‘Nine Perfect Strangers’ is a mini series about a group of people spending 10 days at Tranquillum House, a resort, where they meet their host Masha. She will change their lives forever.
Masha sees right through people. It helps that she does their background check before she invites them into her resort. But she also has a gift and makes people talk to her about their deepest fears. Lars, an investigating journalist, asks her: ‘That’s why you picked us, right? We complement each other’s demons.’ They are the perfect mix. Masha knows that people growing together are enriching each other. Sometimes just witnessing each other’s journey is already very helpful.
Yao, one of Masha’s helpers, describes relationships as crazy, insane, brutal… And Frances, who is a writer, tells the co-guest Jessica: ‘I wouldn’t look to novels, or music, or movies to tell you the truth about love.
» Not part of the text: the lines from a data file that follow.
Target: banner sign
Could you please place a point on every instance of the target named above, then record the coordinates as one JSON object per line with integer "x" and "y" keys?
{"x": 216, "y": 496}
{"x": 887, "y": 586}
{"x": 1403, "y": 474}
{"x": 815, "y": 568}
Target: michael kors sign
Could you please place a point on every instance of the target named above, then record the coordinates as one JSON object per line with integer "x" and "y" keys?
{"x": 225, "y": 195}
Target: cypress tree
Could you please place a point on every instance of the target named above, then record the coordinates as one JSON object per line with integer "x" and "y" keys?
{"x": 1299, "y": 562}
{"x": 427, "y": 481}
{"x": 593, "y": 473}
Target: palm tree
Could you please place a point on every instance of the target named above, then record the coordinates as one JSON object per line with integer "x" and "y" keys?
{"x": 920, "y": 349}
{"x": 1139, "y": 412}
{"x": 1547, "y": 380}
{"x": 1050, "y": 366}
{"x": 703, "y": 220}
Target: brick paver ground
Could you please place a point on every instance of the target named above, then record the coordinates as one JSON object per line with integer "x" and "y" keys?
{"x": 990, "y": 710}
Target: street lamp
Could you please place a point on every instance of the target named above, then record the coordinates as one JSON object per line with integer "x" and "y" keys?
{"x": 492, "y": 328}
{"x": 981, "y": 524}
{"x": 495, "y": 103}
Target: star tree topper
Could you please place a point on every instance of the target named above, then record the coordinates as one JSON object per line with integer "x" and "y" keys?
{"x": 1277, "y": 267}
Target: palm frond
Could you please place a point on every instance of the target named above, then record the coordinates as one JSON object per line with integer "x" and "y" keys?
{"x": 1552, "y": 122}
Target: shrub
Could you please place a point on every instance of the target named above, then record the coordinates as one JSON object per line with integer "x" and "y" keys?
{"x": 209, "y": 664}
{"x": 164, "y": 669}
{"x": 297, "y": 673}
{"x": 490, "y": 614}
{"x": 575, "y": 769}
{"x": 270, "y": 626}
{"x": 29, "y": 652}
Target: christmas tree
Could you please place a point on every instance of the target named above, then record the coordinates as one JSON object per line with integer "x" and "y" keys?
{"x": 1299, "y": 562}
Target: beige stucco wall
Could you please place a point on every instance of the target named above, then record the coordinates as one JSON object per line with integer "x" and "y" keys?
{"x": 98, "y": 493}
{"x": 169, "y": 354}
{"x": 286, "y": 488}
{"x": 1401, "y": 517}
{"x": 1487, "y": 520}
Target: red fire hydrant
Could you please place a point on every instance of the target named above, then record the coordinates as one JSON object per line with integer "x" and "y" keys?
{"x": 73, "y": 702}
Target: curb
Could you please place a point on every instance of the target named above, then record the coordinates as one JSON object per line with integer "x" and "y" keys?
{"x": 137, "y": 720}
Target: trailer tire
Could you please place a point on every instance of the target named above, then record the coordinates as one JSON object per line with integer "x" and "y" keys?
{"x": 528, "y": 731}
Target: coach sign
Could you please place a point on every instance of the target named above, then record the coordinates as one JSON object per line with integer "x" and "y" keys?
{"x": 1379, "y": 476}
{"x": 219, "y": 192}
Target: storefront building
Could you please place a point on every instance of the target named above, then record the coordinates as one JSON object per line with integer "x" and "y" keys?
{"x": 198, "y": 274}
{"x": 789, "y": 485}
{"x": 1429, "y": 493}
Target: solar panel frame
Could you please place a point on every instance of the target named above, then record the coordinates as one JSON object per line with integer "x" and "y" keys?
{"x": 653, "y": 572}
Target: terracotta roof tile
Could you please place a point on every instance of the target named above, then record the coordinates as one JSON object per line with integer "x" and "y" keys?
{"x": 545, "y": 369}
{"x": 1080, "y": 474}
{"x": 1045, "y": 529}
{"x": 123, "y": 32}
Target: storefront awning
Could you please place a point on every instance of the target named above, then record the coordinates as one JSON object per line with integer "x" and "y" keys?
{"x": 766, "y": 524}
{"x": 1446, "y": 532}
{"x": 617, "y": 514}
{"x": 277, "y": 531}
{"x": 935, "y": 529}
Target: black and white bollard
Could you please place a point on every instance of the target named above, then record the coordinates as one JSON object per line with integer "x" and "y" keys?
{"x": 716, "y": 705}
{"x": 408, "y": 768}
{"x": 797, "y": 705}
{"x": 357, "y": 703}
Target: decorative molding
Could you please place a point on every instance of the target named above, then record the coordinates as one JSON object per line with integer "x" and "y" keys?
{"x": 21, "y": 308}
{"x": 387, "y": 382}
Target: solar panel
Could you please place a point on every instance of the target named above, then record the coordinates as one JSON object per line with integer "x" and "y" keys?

They lie’. They all look for connections. But as Masha tells them: ‘Part of the healing is finding the wound’ and so she starts introducing various exercises. Then she starts microdosing them without their knowledge or consent. And they start reconnecting, with themselves and with each other. When they find out what is happening, they give her the consent because they can see it is working.
Women start talking about their imperfections and how they affect them. Men start becoming more and more vulnerable. They interact with each other and become more and more connected. ‘Do you know what they say about holding hands? It’s intimate. It can be more intimate than love making even’ says Delilah (another helper of Masha) to Heather (one of the guests) while she holds her hand. And she knows what she is talking about as we later see her making tantric, energetic love with Yao. We can become one with another person, we just need to let go of control.
Guests of Tranquilium House learn that others just mirror our own image to ourselves. We project our fears and traumas on them. And we respond to them from the position of our Inner Child. We need to find our Inner Child within, hold him or her and protect them from the world. We are strong adults now. We can take the burden and let them just be the cute little children they used to be. They do not need to shield us and take care of us like they did when we were younger. There was no adult to hold them then but there is now. It’s us and we can do it for ourselves.
As Terry Real writes in his new book ‘Us: Getting Past You and Me to Build a More Loving Relationship’ our childhood traumas can be healed in relationships. All we need to do is recognize our triggers and learn to open our hearts when they appear. And then sooth each other.